Молибден был открыт в 1778 году. Понадобилось больше столетия, чтобы выделить его в чистом виде, а в старинные острейшие самурайские мечи, как выяснил тот же П. П. Аносов, для придания им прочности металлурги страны восходящего солнца добавляли не что иное, как… молибден.
Ацтеки еще в XV веке умели изготавливать зеркала из хорошо обработанной, отполированной платины. Но как они это делали, ведь температура плавления платины 1769°С, она сваривается и поддается ковке только при белом калении? Спрашивается: где ацтеки брали такую температуру?
И т. д. и т. п. Да, но почему же мы, живущие в конце XX века, проникшие в святая святых материи — в атом, в ген, нашедшие непостижимые связи вещества, встаем все же в тупик перед мастерством, обыкновенным (а может, и не обыкновенным) мастерством наших пращуров? Может быть, к разгадке их «тайн» мы подходим не с того конца, ошибаясь в методике самого подхода?
Вряд ли — труды П. П. Аносова убеждают, что он шел правильным путем. А может, над нами все-таки довлеет не только авторитет привычных нам металлургических технологий, но и сама их традиционность? Но ведь о металлах и том же булате мы сейчас наверняка знаем больше, чем знали древние мастера. Тогда что же?
В конце-то концов давайте поставим себя на место древнего индийского металлурга, который искал способ получения этого самого вутца, и дамасского кузнеца, который начал ковать самый первый клинок, и сравним, у кого из нас больше преимуществ.
Мы видим булатную сталь и изделия из нее и знаем, чего хотим: сделать то же самое. Древний металлург эту сталь никогда в глаза не видел, он только желал получить ее такой, какой она была в его мечтах, представлениях. Мы знаем конец пути и, по идее, можем прийти к нему, прошагав сначала в обратную сторону, то есть отталкиваясь от искомого, дифференцируя его, дробя на процессы, исследуя их, ища оптимумы…
А каким путем шел к искомому — неосязаемому, невидимому, всего лишь мечте — древний металлург? Перебирал варианты всех последовательных операций, да еще в разных режимах? Да сколько же времени ему для этого бы понадобилось? Допустим даже, что металлурги объединились в какое-то цеховое сообщество и договорились искать желаемое, распределив определенные пути поиска. Тогда один, овладевший искомым, должен был бы поделиться знанием со всеми.
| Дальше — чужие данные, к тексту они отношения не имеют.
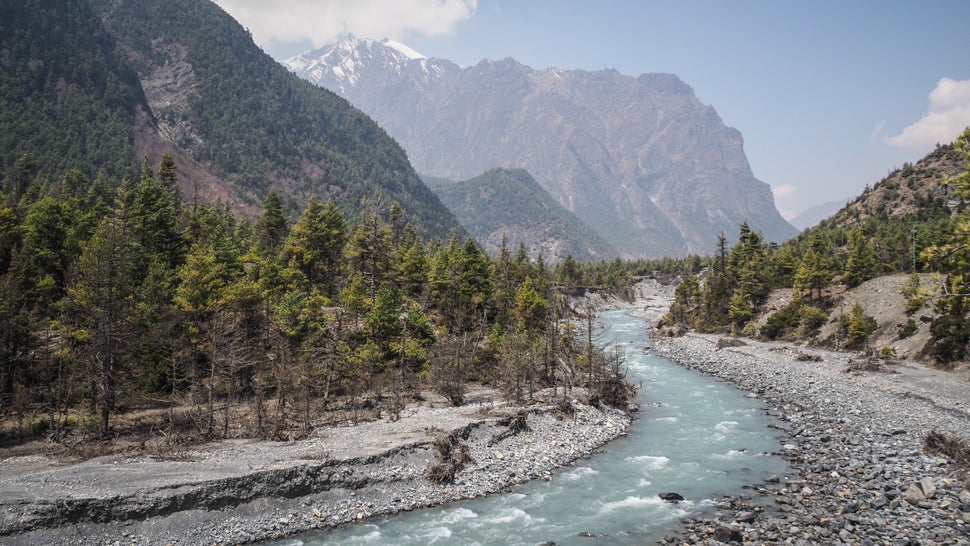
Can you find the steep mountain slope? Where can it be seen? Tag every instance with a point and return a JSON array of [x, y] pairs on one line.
[[640, 160], [184, 77], [67, 93], [510, 204], [813, 215], [912, 193]]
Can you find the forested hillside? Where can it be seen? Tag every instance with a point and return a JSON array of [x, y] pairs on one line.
[[99, 85], [507, 206], [913, 221], [133, 298], [68, 96]]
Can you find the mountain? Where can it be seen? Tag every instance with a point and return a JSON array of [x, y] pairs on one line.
[[813, 215], [509, 205], [68, 97], [640, 160], [908, 195], [184, 77]]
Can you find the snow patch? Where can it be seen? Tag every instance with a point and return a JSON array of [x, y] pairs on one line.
[[402, 49]]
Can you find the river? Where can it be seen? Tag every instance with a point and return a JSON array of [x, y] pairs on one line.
[[695, 436]]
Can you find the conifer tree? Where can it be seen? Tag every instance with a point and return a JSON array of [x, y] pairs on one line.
[[272, 227], [861, 263]]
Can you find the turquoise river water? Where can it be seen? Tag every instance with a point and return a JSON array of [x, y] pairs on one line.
[[695, 436]]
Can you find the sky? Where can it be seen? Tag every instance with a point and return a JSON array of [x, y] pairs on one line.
[[829, 95]]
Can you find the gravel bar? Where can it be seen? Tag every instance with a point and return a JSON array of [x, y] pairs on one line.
[[242, 492], [858, 470]]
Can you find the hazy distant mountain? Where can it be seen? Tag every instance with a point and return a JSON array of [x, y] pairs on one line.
[[97, 85], [640, 160], [510, 204], [813, 215]]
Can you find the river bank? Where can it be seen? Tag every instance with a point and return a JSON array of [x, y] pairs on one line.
[[860, 474], [239, 492]]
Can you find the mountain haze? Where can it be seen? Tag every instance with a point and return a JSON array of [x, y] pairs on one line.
[[509, 205], [99, 85], [640, 160]]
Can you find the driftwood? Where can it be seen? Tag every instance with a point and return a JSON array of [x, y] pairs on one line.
[[514, 425], [452, 454]]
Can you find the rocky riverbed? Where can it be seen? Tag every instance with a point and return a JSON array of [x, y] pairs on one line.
[[859, 471], [240, 492]]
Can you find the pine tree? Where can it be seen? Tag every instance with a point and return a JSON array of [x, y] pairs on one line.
[[271, 230], [861, 263], [104, 303], [813, 274]]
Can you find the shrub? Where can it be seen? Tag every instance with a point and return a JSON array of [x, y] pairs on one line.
[[907, 329], [783, 320], [810, 319]]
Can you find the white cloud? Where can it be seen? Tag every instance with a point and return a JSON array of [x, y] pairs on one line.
[[321, 22], [784, 190], [948, 116]]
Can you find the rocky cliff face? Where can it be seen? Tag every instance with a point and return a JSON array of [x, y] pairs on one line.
[[640, 160]]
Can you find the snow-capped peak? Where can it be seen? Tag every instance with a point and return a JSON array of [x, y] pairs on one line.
[[403, 49]]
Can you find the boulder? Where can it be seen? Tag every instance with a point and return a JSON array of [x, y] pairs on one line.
[[671, 497]]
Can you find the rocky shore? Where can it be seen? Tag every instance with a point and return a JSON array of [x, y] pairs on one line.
[[859, 471], [240, 492]]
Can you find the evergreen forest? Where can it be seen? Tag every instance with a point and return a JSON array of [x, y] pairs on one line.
[[915, 221], [117, 296]]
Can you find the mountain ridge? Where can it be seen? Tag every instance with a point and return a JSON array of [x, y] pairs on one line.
[[99, 85], [640, 160], [508, 207]]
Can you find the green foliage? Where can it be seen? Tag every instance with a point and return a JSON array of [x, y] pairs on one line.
[[257, 122], [194, 306], [913, 292], [861, 263], [858, 326], [907, 329], [67, 94], [784, 320]]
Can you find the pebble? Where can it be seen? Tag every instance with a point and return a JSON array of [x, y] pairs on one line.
[[857, 471]]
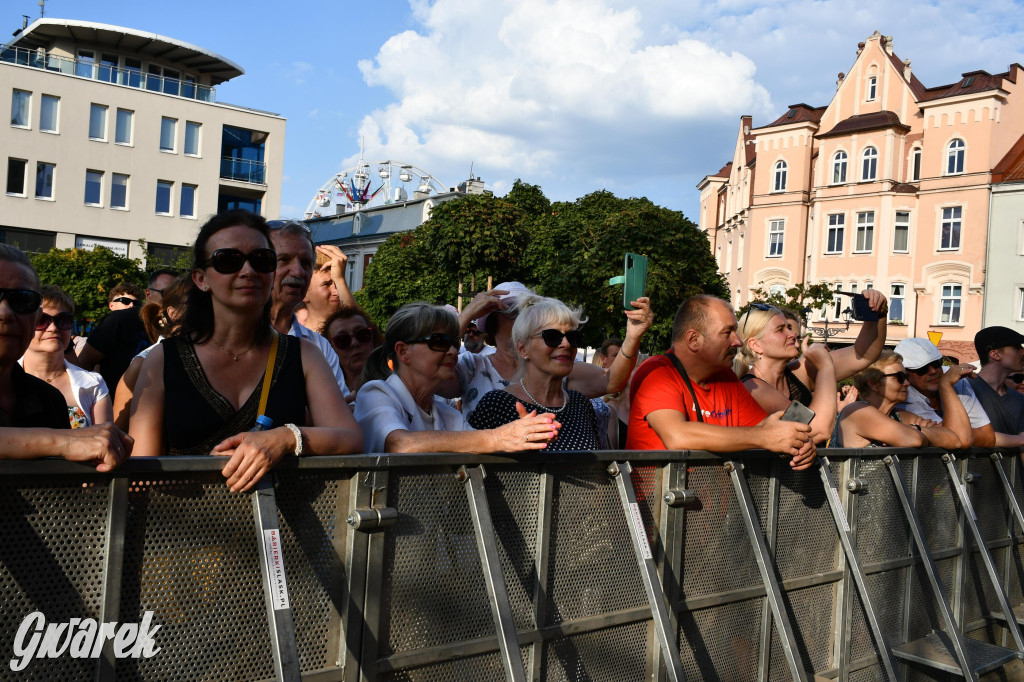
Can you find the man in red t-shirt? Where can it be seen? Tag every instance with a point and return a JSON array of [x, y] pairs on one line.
[[663, 414]]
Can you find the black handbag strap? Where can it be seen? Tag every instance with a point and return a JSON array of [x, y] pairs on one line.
[[686, 380]]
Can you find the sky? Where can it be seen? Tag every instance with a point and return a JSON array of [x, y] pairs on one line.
[[641, 98]]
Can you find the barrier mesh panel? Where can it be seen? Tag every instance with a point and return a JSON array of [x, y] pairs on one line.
[[592, 568], [717, 554], [204, 587], [806, 541], [811, 614], [617, 653], [309, 512], [53, 539], [433, 589], [721, 642], [513, 497], [882, 531]]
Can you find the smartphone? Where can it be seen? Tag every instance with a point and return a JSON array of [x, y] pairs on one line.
[[861, 308], [798, 413], [635, 271]]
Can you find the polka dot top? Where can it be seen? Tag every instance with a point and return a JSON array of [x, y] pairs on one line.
[[578, 419]]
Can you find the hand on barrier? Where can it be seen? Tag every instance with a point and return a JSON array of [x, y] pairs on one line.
[[252, 455], [104, 444]]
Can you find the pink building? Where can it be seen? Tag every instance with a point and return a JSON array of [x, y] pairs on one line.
[[887, 186]]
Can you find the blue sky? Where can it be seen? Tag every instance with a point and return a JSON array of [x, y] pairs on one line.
[[641, 98]]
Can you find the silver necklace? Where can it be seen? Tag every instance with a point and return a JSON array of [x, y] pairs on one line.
[[565, 398]]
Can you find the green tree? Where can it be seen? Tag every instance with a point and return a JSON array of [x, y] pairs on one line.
[[87, 275], [582, 245]]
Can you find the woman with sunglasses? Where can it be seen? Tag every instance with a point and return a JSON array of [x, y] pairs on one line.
[[545, 336], [401, 413], [873, 420], [86, 393], [200, 391], [353, 336]]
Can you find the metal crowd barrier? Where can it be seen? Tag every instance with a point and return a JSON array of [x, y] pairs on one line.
[[879, 564]]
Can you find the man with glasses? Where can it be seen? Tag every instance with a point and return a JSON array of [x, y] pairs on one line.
[[689, 398], [1001, 352], [942, 394], [33, 414], [294, 244]]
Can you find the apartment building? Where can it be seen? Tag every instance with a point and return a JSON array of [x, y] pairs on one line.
[[886, 186], [117, 138]]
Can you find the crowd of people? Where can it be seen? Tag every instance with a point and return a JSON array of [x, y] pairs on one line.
[[261, 352]]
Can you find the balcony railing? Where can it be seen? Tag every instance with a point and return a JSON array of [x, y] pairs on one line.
[[243, 170], [133, 78]]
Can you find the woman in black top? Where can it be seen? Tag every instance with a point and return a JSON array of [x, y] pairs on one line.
[[199, 391], [545, 336]]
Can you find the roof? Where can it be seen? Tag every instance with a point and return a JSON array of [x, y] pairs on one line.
[[861, 122], [43, 32]]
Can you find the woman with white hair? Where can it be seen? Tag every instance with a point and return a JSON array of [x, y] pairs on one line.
[[545, 336]]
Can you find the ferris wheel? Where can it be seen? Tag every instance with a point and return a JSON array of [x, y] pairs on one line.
[[372, 183]]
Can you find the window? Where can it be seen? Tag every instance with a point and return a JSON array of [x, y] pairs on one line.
[[48, 111], [122, 134], [780, 168], [44, 180], [869, 165], [837, 223], [167, 128], [954, 157], [839, 168], [950, 228], [949, 304], [164, 197], [187, 203], [119, 190], [897, 295], [97, 122], [15, 176], [901, 232], [775, 236], [192, 137], [865, 231], [19, 104], [93, 187]]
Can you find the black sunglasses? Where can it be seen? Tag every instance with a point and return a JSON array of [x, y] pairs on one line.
[[229, 261], [343, 341], [62, 321], [922, 371], [553, 338], [437, 341], [22, 301]]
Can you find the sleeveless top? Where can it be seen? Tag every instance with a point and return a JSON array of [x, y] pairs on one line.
[[798, 391], [197, 417]]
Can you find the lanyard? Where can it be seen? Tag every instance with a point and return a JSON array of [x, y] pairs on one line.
[[682, 373]]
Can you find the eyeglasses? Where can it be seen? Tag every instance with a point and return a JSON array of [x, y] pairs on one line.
[[934, 365], [437, 341], [22, 301], [229, 261], [553, 338], [62, 321], [343, 341]]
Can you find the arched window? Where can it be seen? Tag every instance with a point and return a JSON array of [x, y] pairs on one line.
[[779, 184], [839, 168], [869, 165], [954, 157]]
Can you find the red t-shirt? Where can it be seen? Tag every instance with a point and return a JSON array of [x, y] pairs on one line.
[[656, 385]]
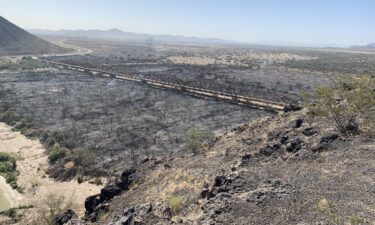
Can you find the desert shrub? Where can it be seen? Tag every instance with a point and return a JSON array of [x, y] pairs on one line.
[[53, 205], [79, 180], [8, 169], [9, 117], [176, 203], [82, 157], [348, 103], [97, 181], [327, 208], [197, 138], [11, 179], [55, 154]]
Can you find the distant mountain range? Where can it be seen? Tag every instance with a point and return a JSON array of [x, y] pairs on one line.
[[369, 47], [16, 41], [118, 35]]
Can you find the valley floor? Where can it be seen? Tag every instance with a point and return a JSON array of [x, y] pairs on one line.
[[37, 187]]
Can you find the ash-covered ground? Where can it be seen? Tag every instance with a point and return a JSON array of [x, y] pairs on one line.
[[115, 120]]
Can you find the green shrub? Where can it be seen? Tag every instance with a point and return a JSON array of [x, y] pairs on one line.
[[55, 154], [79, 180], [11, 179], [5, 167], [197, 138], [348, 103], [176, 203]]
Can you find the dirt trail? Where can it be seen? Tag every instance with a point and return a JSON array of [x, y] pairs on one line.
[[32, 166]]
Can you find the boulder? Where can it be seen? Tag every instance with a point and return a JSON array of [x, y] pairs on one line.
[[109, 192], [294, 145], [65, 217], [309, 131], [269, 150], [91, 203]]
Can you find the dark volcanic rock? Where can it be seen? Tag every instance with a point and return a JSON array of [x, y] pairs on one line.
[[329, 138], [95, 204], [65, 217], [91, 202], [16, 41], [295, 145], [109, 192], [309, 131], [298, 123], [269, 150]]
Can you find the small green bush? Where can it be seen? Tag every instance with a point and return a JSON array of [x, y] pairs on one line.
[[348, 103], [176, 203], [55, 154], [197, 138]]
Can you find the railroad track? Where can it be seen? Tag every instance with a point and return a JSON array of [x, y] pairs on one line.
[[199, 92]]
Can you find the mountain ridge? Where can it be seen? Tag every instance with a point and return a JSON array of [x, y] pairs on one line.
[[17, 41], [115, 34]]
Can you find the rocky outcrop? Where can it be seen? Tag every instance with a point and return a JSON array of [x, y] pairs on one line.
[[65, 217], [95, 205]]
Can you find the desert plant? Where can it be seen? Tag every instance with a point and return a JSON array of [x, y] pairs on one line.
[[176, 203], [55, 154], [326, 207], [52, 206], [197, 138], [348, 103]]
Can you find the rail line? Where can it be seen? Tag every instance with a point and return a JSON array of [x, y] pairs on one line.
[[198, 92]]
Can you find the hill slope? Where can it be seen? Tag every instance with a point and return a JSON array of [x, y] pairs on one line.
[[290, 169], [16, 41]]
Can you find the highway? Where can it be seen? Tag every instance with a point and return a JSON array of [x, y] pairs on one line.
[[198, 92]]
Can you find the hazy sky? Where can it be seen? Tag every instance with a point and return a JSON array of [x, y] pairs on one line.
[[344, 22]]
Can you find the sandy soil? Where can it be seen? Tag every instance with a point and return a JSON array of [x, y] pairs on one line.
[[32, 164]]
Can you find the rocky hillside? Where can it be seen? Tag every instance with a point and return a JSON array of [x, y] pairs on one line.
[[16, 41], [287, 169]]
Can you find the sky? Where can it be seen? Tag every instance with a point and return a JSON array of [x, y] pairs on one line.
[[341, 22]]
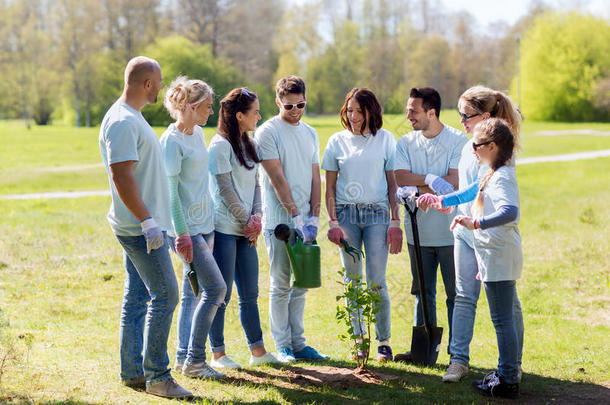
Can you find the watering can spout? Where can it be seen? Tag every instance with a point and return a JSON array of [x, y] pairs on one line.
[[304, 259]]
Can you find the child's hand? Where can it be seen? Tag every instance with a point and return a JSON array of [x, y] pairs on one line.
[[466, 222]]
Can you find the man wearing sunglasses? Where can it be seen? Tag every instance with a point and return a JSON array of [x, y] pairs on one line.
[[427, 159], [289, 151]]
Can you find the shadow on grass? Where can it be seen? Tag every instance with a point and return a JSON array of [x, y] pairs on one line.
[[412, 387]]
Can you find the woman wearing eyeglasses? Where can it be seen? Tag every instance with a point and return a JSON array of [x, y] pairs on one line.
[[238, 211], [189, 102], [476, 104], [360, 188]]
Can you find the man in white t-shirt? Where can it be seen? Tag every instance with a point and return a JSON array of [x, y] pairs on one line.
[[427, 161], [289, 152], [139, 217]]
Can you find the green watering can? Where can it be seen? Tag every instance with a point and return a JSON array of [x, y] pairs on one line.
[[304, 259]]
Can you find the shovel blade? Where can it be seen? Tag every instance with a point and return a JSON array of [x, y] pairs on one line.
[[424, 346]]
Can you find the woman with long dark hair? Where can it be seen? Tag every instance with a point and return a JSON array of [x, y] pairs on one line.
[[360, 188], [238, 211]]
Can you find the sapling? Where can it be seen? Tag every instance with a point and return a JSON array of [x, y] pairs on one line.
[[360, 303]]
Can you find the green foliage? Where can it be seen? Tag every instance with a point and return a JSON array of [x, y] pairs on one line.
[[360, 302], [180, 56], [565, 57]]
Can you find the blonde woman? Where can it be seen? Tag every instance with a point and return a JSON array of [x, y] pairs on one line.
[[475, 105], [185, 155]]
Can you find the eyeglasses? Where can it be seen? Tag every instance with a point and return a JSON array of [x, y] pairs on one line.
[[476, 146], [289, 107], [466, 117], [246, 93]]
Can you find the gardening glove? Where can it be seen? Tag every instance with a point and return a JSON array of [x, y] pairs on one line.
[[310, 230], [394, 237], [152, 233], [405, 194], [467, 222], [430, 200], [438, 184], [335, 233], [298, 224], [253, 228], [184, 247]]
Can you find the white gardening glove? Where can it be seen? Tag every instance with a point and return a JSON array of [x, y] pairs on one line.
[[152, 233], [310, 230], [439, 185], [405, 194], [298, 224]]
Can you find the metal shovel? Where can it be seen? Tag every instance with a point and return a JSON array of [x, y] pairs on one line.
[[426, 339]]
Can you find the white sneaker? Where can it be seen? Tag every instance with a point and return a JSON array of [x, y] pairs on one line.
[[455, 372], [168, 389], [266, 358], [201, 370], [225, 362]]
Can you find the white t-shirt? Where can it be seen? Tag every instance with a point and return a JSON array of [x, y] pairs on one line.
[[224, 160], [361, 162], [420, 155], [297, 147], [186, 156], [498, 249], [126, 136]]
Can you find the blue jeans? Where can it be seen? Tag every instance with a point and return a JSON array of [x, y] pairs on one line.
[[431, 258], [286, 304], [144, 327], [196, 313], [468, 289], [368, 224], [237, 261], [501, 295]]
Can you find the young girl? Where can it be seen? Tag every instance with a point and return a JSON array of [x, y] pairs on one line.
[[238, 211], [475, 105], [498, 251], [189, 102], [360, 188]]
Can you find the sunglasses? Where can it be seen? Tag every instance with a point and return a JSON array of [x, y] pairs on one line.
[[476, 146], [466, 117], [289, 107], [246, 93]]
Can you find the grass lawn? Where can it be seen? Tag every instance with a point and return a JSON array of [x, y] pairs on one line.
[[61, 282]]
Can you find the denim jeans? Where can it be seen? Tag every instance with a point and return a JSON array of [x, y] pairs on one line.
[[501, 296], [368, 224], [286, 304], [237, 262], [196, 313], [431, 258], [145, 326], [468, 289]]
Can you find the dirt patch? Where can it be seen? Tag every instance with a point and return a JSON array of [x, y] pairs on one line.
[[316, 376]]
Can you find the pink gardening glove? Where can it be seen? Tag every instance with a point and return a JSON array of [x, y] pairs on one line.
[[184, 247], [394, 236], [425, 201], [253, 228], [335, 233]]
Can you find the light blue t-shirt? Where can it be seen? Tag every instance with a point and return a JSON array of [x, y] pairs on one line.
[[498, 249], [126, 136], [420, 155], [186, 156], [469, 171], [361, 162], [224, 160], [297, 148]]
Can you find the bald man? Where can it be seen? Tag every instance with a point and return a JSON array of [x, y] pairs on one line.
[[139, 217]]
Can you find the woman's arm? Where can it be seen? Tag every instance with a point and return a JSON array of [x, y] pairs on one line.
[[230, 198]]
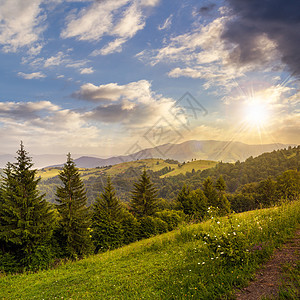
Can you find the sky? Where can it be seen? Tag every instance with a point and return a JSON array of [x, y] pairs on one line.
[[97, 77]]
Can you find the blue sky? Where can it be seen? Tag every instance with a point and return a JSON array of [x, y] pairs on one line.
[[106, 77]]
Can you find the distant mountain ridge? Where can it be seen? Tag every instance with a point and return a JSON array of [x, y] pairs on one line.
[[204, 150]]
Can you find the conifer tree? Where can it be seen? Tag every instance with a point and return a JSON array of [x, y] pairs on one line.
[[107, 206], [75, 217], [143, 199], [223, 204], [26, 219], [210, 192], [107, 214]]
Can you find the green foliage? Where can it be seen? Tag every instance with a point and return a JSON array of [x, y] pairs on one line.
[[74, 215], [107, 206], [171, 217], [288, 184], [166, 266], [26, 220], [107, 235], [107, 230], [130, 227], [151, 226], [210, 192], [143, 201]]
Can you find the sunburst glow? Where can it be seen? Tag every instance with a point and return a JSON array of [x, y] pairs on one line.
[[256, 113]]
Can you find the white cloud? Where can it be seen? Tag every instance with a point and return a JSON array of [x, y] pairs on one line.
[[112, 47], [133, 104], [93, 22], [20, 24], [121, 19], [55, 60], [87, 71], [140, 90], [202, 53], [35, 75], [46, 127], [167, 24]]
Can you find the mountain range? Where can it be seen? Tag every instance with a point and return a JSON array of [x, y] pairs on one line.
[[206, 150], [186, 151]]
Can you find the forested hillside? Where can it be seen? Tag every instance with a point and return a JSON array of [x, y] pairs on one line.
[[192, 174]]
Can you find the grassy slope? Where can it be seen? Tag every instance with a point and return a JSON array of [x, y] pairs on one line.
[[122, 167], [175, 265], [188, 167]]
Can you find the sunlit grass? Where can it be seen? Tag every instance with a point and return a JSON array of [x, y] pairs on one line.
[[175, 265]]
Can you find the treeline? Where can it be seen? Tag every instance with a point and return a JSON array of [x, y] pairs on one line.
[[235, 175], [35, 233]]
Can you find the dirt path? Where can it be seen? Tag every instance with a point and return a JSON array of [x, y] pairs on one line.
[[268, 278]]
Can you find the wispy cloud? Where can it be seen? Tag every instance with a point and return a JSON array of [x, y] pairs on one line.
[[34, 75], [87, 71], [278, 20], [167, 24], [21, 24], [203, 53], [120, 19], [132, 104]]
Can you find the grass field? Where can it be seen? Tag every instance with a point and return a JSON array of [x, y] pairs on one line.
[[201, 261], [150, 164]]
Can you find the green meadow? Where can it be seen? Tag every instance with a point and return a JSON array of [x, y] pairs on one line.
[[201, 261], [152, 164]]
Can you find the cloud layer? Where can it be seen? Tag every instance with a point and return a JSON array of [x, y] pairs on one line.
[[278, 20]]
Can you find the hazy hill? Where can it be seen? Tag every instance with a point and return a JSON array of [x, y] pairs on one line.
[[40, 161], [200, 150]]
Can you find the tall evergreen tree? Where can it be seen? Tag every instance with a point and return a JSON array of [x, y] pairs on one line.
[[107, 214], [107, 206], [223, 204], [143, 199], [26, 219], [74, 215], [210, 192]]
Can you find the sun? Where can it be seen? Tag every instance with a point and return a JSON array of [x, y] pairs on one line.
[[256, 113]]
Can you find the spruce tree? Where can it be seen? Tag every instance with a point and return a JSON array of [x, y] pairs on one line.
[[210, 192], [107, 206], [26, 219], [74, 215], [107, 214], [143, 199]]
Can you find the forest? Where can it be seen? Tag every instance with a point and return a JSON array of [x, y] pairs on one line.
[[36, 234]]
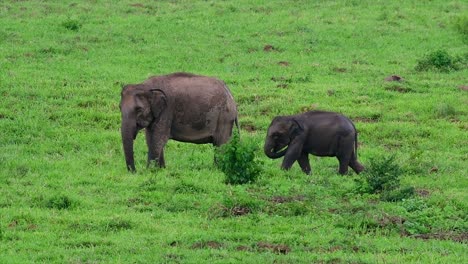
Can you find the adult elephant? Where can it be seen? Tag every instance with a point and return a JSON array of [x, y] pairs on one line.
[[180, 106]]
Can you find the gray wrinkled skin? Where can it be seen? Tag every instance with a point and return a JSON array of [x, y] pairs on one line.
[[318, 133], [179, 106]]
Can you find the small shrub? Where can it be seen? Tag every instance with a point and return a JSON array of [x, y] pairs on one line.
[[445, 110], [238, 162], [383, 177], [461, 25], [60, 202], [439, 60], [72, 24], [117, 224]]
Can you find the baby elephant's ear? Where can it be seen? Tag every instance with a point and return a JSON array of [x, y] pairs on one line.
[[158, 102], [295, 129]]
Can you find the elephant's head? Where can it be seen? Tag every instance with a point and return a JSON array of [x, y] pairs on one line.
[[140, 106], [281, 132]]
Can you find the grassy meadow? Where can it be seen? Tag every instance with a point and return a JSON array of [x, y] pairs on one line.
[[65, 193]]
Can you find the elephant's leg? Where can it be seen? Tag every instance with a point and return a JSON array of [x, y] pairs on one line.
[[149, 143], [223, 130], [344, 153], [355, 165], [292, 154], [304, 163], [162, 162], [159, 135]]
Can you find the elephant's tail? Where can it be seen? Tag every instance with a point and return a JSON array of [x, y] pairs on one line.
[[355, 144], [237, 125]]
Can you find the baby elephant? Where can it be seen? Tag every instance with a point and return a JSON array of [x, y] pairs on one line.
[[316, 132]]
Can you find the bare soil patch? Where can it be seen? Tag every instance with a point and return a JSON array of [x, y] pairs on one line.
[[394, 78], [275, 248], [207, 244]]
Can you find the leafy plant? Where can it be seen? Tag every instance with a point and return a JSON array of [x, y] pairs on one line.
[[445, 110], [440, 60], [72, 24], [383, 177], [461, 25], [59, 202], [238, 162]]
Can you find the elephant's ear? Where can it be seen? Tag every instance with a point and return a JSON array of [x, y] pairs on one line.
[[158, 102], [295, 129]]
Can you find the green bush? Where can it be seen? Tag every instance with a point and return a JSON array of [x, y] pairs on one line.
[[445, 110], [237, 161], [72, 24], [383, 177], [440, 60], [59, 202], [461, 25]]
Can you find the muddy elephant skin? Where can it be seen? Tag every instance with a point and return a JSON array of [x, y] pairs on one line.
[[179, 106], [319, 133]]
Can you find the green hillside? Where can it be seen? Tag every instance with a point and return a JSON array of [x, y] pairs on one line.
[[65, 193]]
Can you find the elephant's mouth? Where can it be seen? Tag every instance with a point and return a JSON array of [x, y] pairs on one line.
[[280, 150], [275, 153]]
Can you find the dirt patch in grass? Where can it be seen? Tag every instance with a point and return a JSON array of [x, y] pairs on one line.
[[207, 244], [463, 87], [422, 192], [243, 248], [394, 78], [398, 88], [275, 248], [286, 199], [240, 210], [339, 69], [457, 237], [364, 119], [268, 48], [249, 126]]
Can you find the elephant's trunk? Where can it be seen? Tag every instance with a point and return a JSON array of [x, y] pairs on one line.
[[129, 131], [271, 153]]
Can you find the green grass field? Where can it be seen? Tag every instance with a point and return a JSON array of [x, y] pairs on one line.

Не так ли? Допустим, что так — возможно, в среде металлургов это могло быть.
Но кузнецы?! Многие исторические документы свидетельствуют, что свои-то приемы и найденные режимы термомеханической обработки, закалки и отпуска стального изделия они держали в строжайшем секрете. Да что там, даже место отбора воды и ее температура были тайной. А ведь нам известно, что температуры закалки и отпуска должны быть настолько оптимальны, что отклонение, скажем, температуры под закалку на 10-20° уже изменяет свойства стали. Еще важнее зафиксировать температуры при отпуске — ошибка в 2-3° уже ухудшает упругость стали определенного состава. У древних кузнецов не было инструментов для измерения температуры, значит, они делали это на глаз. И — получали такие результаты? Да, это приходится признать, как и то, что в древности кузнецы владели какими-то особыми приемами, о которых мы сегодня не имеем понятия.
Так вот главный вопрос: к изготовлению булатной стали и изделий из нее древние металлурги пришли случайно или нет? Действовали ли они целенаправленно или для них самих было неожиданным то, чего они добились? Мне лично в случайность что-то не верится. И если они действовали целенаправленно, то остается только восхищаться их знаниями, опытом и великой одержимостью настоящих созидателей.